Another change I noticed was the breaking down of some stereotypes I did not even realize I believed in. These stereotypes are associated with central European countries. Before visiting Prague and Budapest, I expected to experience a lot more of their communist past and feel a little uncomfortable in those cities because of their past. However, after visiting I realized I experienced nothing but two beautiful cities full of culture and history. Budapest, in fact, is one of my top three favorites cities I was able to visit.
As a result of going abroad, I see the United States differently as well. Not only will I never take for granted free water and free refills again, but I will celebrate its diversity more. I remember I was sitting in Budapest’s Parliament building watching a line form for the next tour and thought, “Wow, every single one of these people could be American.” I was slightly surprised that although some of the people in that line perhaps looked more French or German than American, there was nothing decisive that showed that person could not identify as American. My next thought was that all of the people in that line could be from basically any of the 13 countries I visited during my time abroad. Overall, I have been struck by the diversity in many of the cities and countries I have visited, and it is something I definitely think should be celebrated more in the States and all over the world.
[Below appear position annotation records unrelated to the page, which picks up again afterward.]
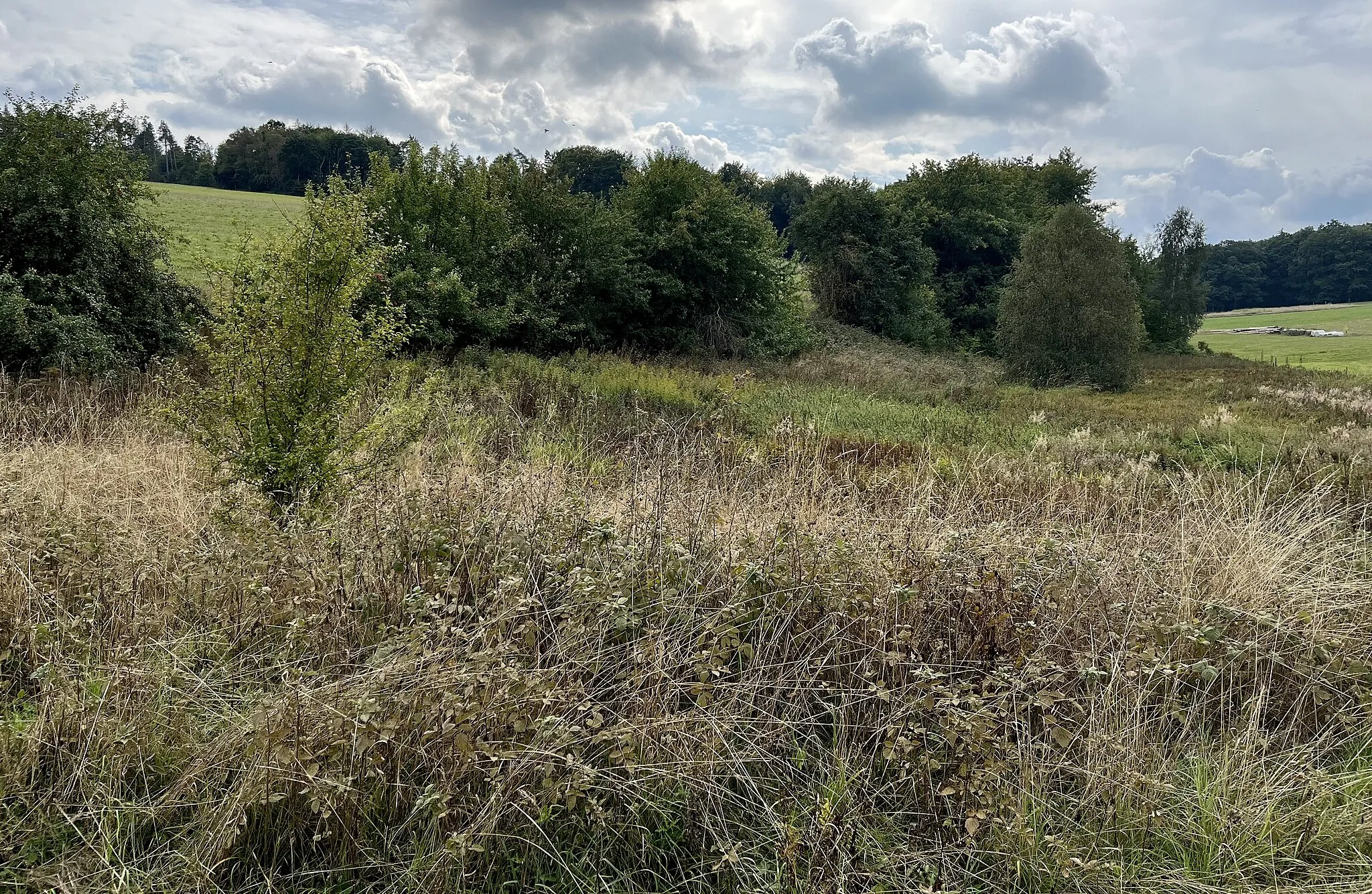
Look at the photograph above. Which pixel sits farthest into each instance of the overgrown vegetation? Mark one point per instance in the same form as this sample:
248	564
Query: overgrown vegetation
505	254
630	627
1069	309
298	329
84	284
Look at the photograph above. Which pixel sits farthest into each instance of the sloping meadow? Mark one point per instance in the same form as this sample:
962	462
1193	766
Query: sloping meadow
610	638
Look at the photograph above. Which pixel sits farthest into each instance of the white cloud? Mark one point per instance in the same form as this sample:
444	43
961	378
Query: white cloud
1135	87
1247	196
1026	69
665	135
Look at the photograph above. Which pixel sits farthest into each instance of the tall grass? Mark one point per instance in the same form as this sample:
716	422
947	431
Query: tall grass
612	628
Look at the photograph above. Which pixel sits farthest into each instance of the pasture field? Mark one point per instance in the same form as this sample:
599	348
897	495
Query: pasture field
1352	353
208	224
Luckily, I have not had much trouble readjusting to life in the States, but I have almost forgotten to leave tips at restaurants a few times. It has been truly bittersweet to be back home. If nothing else, the biggest change that studying abroad has brought about in me is the desire to explore. So while I am happy to be home and spending time with friends and family, I really want to get on another flight going somewhere new. This goes for not only other countries and continents (I really want to explore Asia now) but also other states. For example, I’ve never seen the Grand Canyon and have made it my goal to road trip to Arizona after I graduate. I now know how much energy, time, and planning it takes to travel so I want to do as much as I can while I have as few responsibilities as possible. Speaking of after graduation, I do not think studying abroad has changed my career trajectory as far as the field of accounting. However, I am now much more up for the challenge of learning more about IFRS standards so I can work abroad at some point in my career.
Studying abroad has been one of the best decisions I have ever made, and I can’t wait for the day when I make it back to London.